Wbrew temu, co próbują nam wmówić tzw. ludzie sukcesu, ciężkiej pracy i uporu nie można odmówić większości z nas. Naszym problemem jest tylko brak tatusia, który byłby prezesem spółki akcyjnej.
Jeśli jeszcze nie znacie, to poznajcie pana Pawła Żygowskiego. Pan Paweł jest człowiekiem sukcesu. Przed trzydziestką sprzedał pół tysiąca mieszkań, a kolejne sto właśnie sprzedaje. Pan Paweł jest deweloperem z Wybrzeża i dzięki ciężkiej pracy już w wieku 29 lat wszedł na poziom, na który większość nas w życiu się nie wdrapie.
Oczywiście dlatego, że większość z nas dłubie w nosie i tępo patrzy się w ekran, by obserwować życie innych, krytykować, narzekać i się lenić.
Pan Paweł na szczęście nie trzyma swojej życiowej historii spisanej w szufladzie, lecz postanowił się nią podzielić, by każdy miał szansę powtórzyć jego wyczyny. A są one naprawdę niebywałe.
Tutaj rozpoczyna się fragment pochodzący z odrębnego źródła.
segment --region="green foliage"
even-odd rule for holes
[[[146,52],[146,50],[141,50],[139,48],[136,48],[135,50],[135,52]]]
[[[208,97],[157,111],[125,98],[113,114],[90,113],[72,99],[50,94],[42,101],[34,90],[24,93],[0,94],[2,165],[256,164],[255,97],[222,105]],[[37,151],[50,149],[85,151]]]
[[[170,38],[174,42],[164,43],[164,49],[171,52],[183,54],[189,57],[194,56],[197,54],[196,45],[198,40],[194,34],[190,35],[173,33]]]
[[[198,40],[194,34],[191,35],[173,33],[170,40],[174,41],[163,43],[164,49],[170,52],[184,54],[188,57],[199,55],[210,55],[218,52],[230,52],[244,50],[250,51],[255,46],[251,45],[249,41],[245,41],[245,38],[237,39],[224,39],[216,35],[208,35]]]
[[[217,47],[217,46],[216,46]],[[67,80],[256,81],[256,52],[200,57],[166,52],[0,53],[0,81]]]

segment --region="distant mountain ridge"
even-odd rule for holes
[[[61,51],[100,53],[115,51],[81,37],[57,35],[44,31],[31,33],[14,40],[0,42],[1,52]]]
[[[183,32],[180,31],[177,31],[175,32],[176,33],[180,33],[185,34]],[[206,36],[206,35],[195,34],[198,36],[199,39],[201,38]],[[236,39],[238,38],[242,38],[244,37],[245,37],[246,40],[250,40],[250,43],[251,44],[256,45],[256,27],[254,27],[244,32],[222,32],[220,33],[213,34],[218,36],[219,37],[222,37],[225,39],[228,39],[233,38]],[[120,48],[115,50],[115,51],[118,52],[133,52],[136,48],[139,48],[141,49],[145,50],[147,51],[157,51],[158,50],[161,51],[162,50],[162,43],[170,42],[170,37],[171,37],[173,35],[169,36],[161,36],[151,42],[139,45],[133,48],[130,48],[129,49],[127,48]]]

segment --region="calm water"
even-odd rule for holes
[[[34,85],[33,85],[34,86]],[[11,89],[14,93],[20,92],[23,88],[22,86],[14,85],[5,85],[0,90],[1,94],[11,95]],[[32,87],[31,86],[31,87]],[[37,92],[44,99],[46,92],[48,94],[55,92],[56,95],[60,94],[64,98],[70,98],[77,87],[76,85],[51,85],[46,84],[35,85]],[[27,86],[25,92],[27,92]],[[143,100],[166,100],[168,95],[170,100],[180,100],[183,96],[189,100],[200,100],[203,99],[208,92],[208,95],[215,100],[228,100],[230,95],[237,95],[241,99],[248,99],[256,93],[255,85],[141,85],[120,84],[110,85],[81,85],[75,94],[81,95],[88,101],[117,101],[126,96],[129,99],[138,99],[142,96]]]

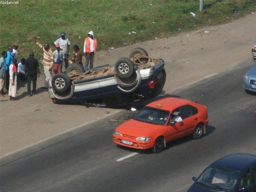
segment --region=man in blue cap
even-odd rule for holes
[[[60,48],[61,51],[63,54],[63,60],[65,61],[65,68],[66,69],[68,67],[68,58],[69,52],[69,45],[70,45],[70,42],[68,39],[66,38],[66,34],[64,32],[62,32],[60,34],[60,38],[56,40],[54,43],[53,44],[53,45],[54,47],[56,47],[57,45],[60,45]],[[61,61],[60,64],[60,72],[62,72],[62,62]]]

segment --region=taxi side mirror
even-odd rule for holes
[[[168,125],[173,125],[175,124],[175,123],[182,123],[183,120],[182,118],[179,116],[176,117],[174,119],[173,119],[172,120],[169,121],[168,123]]]
[[[168,123],[168,124],[171,125],[174,125],[176,123],[175,121],[169,121],[169,123]]]

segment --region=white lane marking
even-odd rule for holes
[[[207,75],[207,76],[206,76],[205,77],[203,77],[203,78],[202,78],[200,79],[199,79],[199,80],[197,80],[196,81],[192,82],[191,83],[190,83],[188,84],[185,84],[185,86],[189,86],[189,85],[192,85],[192,84],[193,84],[194,83],[197,83],[197,82],[199,82],[200,81],[202,81],[202,80],[203,80],[204,79],[207,79],[209,78],[210,78],[211,77],[212,77],[213,76],[214,76],[214,75],[218,75],[218,74],[217,73],[211,74],[210,75]]]
[[[126,156],[124,156],[123,157],[122,157],[122,158],[120,158],[120,159],[118,159],[116,160],[117,161],[123,161],[123,160],[124,160],[126,159],[127,159],[127,158],[129,158],[129,157],[131,157],[134,156],[135,155],[137,155],[139,153],[131,153],[129,155],[126,155]]]

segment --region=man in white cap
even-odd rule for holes
[[[14,59],[18,59],[18,52],[17,49],[18,49],[19,46],[16,43],[15,43],[12,46],[12,55]]]
[[[64,32],[62,32],[60,34],[60,38],[56,40],[52,45],[56,47],[57,45],[60,45],[60,51],[63,53],[63,59],[65,61],[65,68],[66,69],[68,67],[68,54],[69,53],[69,45],[70,45],[70,42],[68,39],[66,38],[66,34]],[[62,62],[61,62],[60,64],[60,72],[62,72]]]
[[[90,31],[88,35],[88,37],[84,39],[83,46],[83,53],[86,58],[84,68],[86,70],[93,68],[93,60],[97,47],[97,39],[94,38],[93,31]],[[88,67],[89,61],[90,66]]]

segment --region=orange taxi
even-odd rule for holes
[[[207,108],[197,103],[166,97],[147,105],[132,119],[117,127],[114,142],[132,148],[152,148],[161,152],[166,143],[191,135],[195,139],[206,133]]]

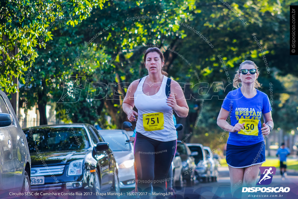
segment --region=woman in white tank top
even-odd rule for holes
[[[162,180],[167,173],[177,144],[173,110],[178,116],[186,117],[189,108],[181,87],[172,80],[167,98],[167,78],[164,75],[167,73],[162,70],[164,58],[160,50],[148,48],[144,59],[148,75],[130,85],[122,108],[130,121],[136,121],[138,116],[134,154],[138,190],[150,192],[152,186],[161,192],[165,187]],[[138,112],[133,110],[135,105]]]

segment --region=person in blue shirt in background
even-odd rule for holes
[[[173,114],[173,120],[174,120],[174,124],[175,125],[176,125],[177,124],[177,122],[176,120],[176,117],[175,117],[175,115]],[[133,134],[129,138],[130,141],[131,142],[134,142],[135,140],[135,137],[136,137],[136,129],[135,129],[134,130],[134,134]],[[176,131],[176,133],[177,134],[177,138],[178,138],[178,132]],[[167,179],[169,179],[170,178],[172,179],[173,177],[173,172],[172,172],[172,164],[171,164],[171,166],[170,168],[170,169],[169,169],[169,172],[168,172],[167,176]],[[171,192],[175,193],[175,191],[173,189],[173,181],[169,181],[167,182],[167,189],[168,192]]]
[[[280,148],[276,152],[276,156],[278,157],[279,155],[280,175],[282,177],[285,177],[285,173],[286,172],[287,156],[290,155],[290,149],[288,147],[285,147],[284,143],[281,144]]]

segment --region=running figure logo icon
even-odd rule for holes
[[[272,181],[272,175],[275,175],[276,168],[274,166],[260,166],[261,177],[257,185],[268,185]]]

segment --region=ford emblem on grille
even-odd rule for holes
[[[35,173],[37,173],[39,171],[37,169],[31,169],[31,173],[32,174],[35,174]]]

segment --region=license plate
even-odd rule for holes
[[[32,176],[31,177],[31,185],[44,184],[44,176]]]

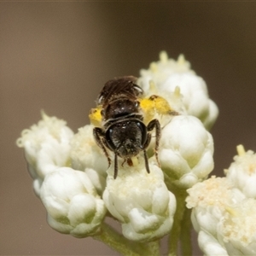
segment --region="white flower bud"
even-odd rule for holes
[[[66,122],[42,113],[38,125],[21,132],[17,145],[24,148],[28,170],[34,179],[33,188],[38,195],[46,174],[60,166],[69,166],[70,140],[73,132]]]
[[[213,169],[212,135],[194,116],[175,116],[162,130],[159,149],[168,182],[188,189],[204,180]]]
[[[76,237],[96,234],[106,213],[104,202],[86,173],[68,167],[45,177],[40,197],[49,224]]]
[[[93,125],[88,125],[79,129],[71,141],[72,166],[84,171],[89,176],[98,193],[102,194],[106,186],[106,171],[108,163],[102,148],[93,137]]]
[[[218,232],[229,255],[256,255],[255,216],[254,199],[246,199],[227,207]]]
[[[149,86],[153,81],[156,88]],[[160,53],[160,61],[153,62],[148,70],[141,71],[138,84],[147,94],[164,96],[172,108],[179,111],[169,97],[178,86],[183,96],[183,103],[188,114],[200,119],[209,129],[215,122],[218,109],[209,99],[205,81],[190,69],[190,64],[180,55],[177,61],[168,59],[166,52]]]
[[[103,193],[107,208],[122,223],[123,235],[133,241],[162,237],[172,226],[175,197],[168,191],[161,170],[151,163],[147,173],[143,160],[133,168],[120,166],[116,179],[108,176]]]
[[[196,183],[187,191],[187,207],[193,208],[191,220],[199,233],[201,249],[205,255],[228,255],[218,226],[230,207],[245,199],[244,195],[227,178],[215,177]]]
[[[225,170],[227,178],[247,197],[256,199],[256,154],[252,150],[245,152],[240,145],[234,160]]]

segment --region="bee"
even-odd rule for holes
[[[143,152],[145,167],[150,172],[147,148],[151,141],[151,132],[155,130],[154,154],[157,163],[160,137],[160,125],[154,119],[146,125],[143,113],[140,107],[143,96],[143,89],[136,84],[137,78],[126,76],[107,82],[98,96],[97,108],[91,109],[90,118],[96,124],[93,136],[96,144],[106,155],[108,166],[111,160],[108,149],[114,154],[113,178],[118,175],[118,157],[124,159],[130,166],[132,158]],[[154,101],[156,96],[152,97]],[[150,98],[149,98],[150,100]],[[97,119],[98,121],[93,121]]]

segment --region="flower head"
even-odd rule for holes
[[[218,226],[234,205],[245,199],[226,177],[211,178],[188,189],[187,207],[192,208],[191,219],[199,233],[198,243],[206,255],[228,255]]]
[[[86,173],[61,167],[48,174],[40,192],[48,223],[61,233],[84,237],[96,234],[105,217],[104,202]]]
[[[178,115],[162,130],[159,157],[169,183],[188,189],[213,169],[213,140],[201,122]]]
[[[190,69],[190,64],[183,55],[177,61],[168,59],[166,52],[161,52],[160,61],[150,64],[148,70],[142,70],[139,84],[148,94],[156,94],[164,96],[167,101],[177,87],[180,88],[182,102],[188,114],[200,119],[209,129],[214,124],[218,110],[216,104],[209,99],[205,81]],[[155,84],[150,87],[149,81]],[[170,105],[177,111],[183,112],[183,108],[174,101],[169,101]]]
[[[245,152],[241,145],[237,148],[238,155],[225,170],[227,178],[246,196],[256,199],[256,154],[252,150]]]
[[[108,164],[106,156],[96,145],[92,136],[92,125],[79,128],[70,142],[71,162],[75,170],[84,172],[90,178],[98,193],[106,186]]]
[[[123,235],[131,240],[154,240],[167,234],[172,226],[175,197],[168,191],[161,170],[153,163],[149,168],[148,174],[143,162],[133,169],[119,168],[115,180],[113,174],[108,177],[104,202],[122,223]]]
[[[70,140],[73,132],[66,122],[44,112],[38,125],[21,132],[17,145],[25,149],[28,170],[38,195],[44,177],[56,168],[70,166]]]

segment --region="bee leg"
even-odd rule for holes
[[[145,166],[148,173],[150,173],[149,166],[148,166],[148,160],[146,149],[143,150],[144,153],[144,160],[145,160]]]
[[[157,163],[160,165],[158,159],[158,148],[159,148],[159,142],[161,135],[161,127],[158,119],[153,119],[150,121],[147,126],[148,131],[151,131],[153,129],[155,129],[155,146],[154,146],[154,154],[157,160]]]
[[[108,159],[108,167],[111,165],[111,160],[108,156],[108,151],[105,148],[106,143],[104,140],[104,137],[105,137],[105,132],[103,131],[102,129],[99,128],[99,127],[95,127],[93,129],[93,136],[94,138],[96,140],[96,143],[97,143],[97,145],[102,149],[102,151],[104,152],[104,154],[106,155],[107,159]]]
[[[115,153],[114,154],[114,167],[113,167],[113,178],[114,179],[117,177],[118,172],[119,172],[118,155]]]

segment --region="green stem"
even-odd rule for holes
[[[186,209],[185,198],[187,196],[186,190],[172,189],[172,191],[176,197],[177,208],[174,214],[173,224],[169,236],[169,252],[168,256],[177,255],[177,242],[181,234],[181,225],[183,218],[183,213]],[[183,254],[185,255],[185,254]]]
[[[181,248],[182,255],[192,255],[191,244],[191,209],[185,208],[181,226]]]
[[[122,255],[151,255],[151,248],[147,244],[129,241],[106,223],[102,223],[101,233],[93,238],[104,242]]]

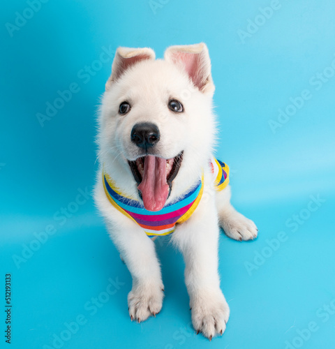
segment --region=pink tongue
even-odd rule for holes
[[[141,191],[144,208],[148,211],[159,211],[165,205],[169,195],[166,182],[166,160],[147,155],[144,158],[143,179],[138,186]]]

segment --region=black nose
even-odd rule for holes
[[[158,128],[149,122],[136,124],[131,130],[131,141],[145,150],[154,147],[158,142],[159,138]]]

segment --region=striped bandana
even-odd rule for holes
[[[229,183],[229,167],[214,158],[211,159],[211,167],[216,188],[222,191]],[[140,201],[122,194],[103,170],[103,183],[110,202],[142,227],[149,237],[170,234],[174,231],[176,224],[187,221],[197,208],[203,191],[202,176],[180,199],[160,211],[151,211],[145,209]]]

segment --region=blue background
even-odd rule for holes
[[[31,16],[29,3],[3,5],[1,348],[7,273],[13,348],[52,348],[62,332],[64,348],[335,348],[335,77],[327,68],[335,59],[335,3],[278,3],[52,0],[26,23],[17,20],[21,27],[13,31],[8,23]],[[260,17],[260,8],[271,5],[273,13]],[[231,317],[211,343],[191,327],[184,262],[165,241],[157,242],[163,310],[140,325],[130,321],[130,274],[91,197],[77,198],[78,190],[91,191],[97,169],[95,114],[112,61],[105,56],[99,62],[101,52],[149,46],[162,57],[169,45],[201,41],[209,47],[216,87],[216,154],[231,167],[233,204],[260,229],[251,243],[220,237],[221,287]],[[85,66],[91,73],[84,75]],[[328,77],[320,82],[316,74],[324,71]],[[73,83],[77,93],[42,126],[36,114]],[[290,98],[306,89],[309,99],[294,112]],[[278,110],[288,107],[291,116],[273,131],[269,121],[278,122]],[[311,211],[318,195],[323,201]],[[72,211],[66,218],[62,207]],[[54,234],[43,234],[50,225]],[[285,241],[267,248],[280,232]],[[39,246],[38,235],[45,240]],[[107,298],[110,280],[117,288]],[[89,302],[99,297],[105,302],[93,314]],[[64,323],[80,315],[86,322],[73,325],[69,338]],[[308,334],[304,329],[311,322],[317,329]]]

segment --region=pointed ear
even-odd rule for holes
[[[211,60],[204,43],[171,46],[166,50],[164,59],[181,66],[201,92],[214,91],[215,87],[211,74]]]
[[[118,47],[112,65],[112,74],[106,82],[106,91],[129,67],[144,59],[155,59],[155,52],[151,48]]]

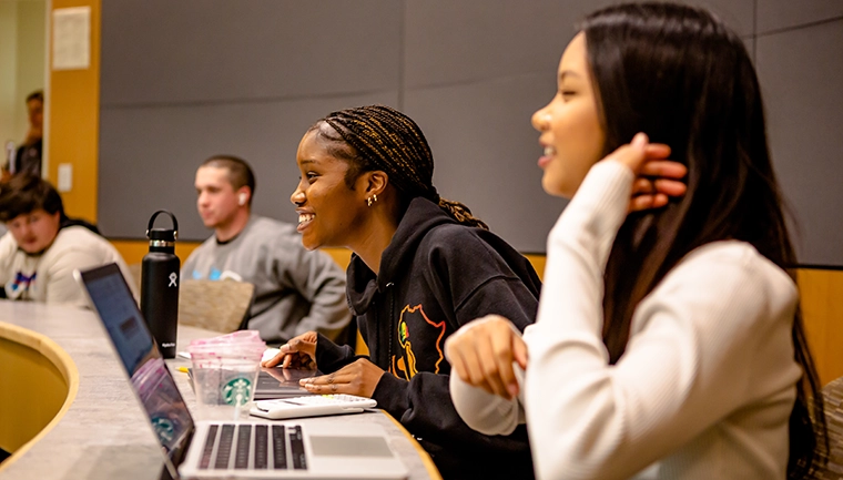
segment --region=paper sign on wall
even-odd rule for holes
[[[91,7],[55,9],[52,13],[52,69],[91,65]]]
Dzisiaj w programie „Szczerze przy rentierze” gość – deweloper z pasją, opowie m.in. dlaczego firma zaliczyła klapę. Szczerze współczujemy!Całość: https://youtu.be/GMMQyrx0huY
Posted by Klub Jagielloński on Friday, September 10, 2021
Warto przyjrzeć się bliżej historii pana Pawła, gdyż jak w soczewce skupia ona wszystkie zabiegi marketingowe, które stosują ludzie sukcesu w opowiadaniu samych siebie. Te celowe zabiegi są niby niewinne, przecież każdy opowiada siebie w sposób raczej życzliwy, jednak ich ukryty cel jest już znacznie mniej fajny. Chodzi bowiem o przekonanie wszystkich dookoła, że ludzie sukcesu są uciskaną mniejszością, nękaną niczym Tutsi przez Hutu. Odbieranie im przywilejów jest zatem niehumanitarne i napędzane nienawiścią.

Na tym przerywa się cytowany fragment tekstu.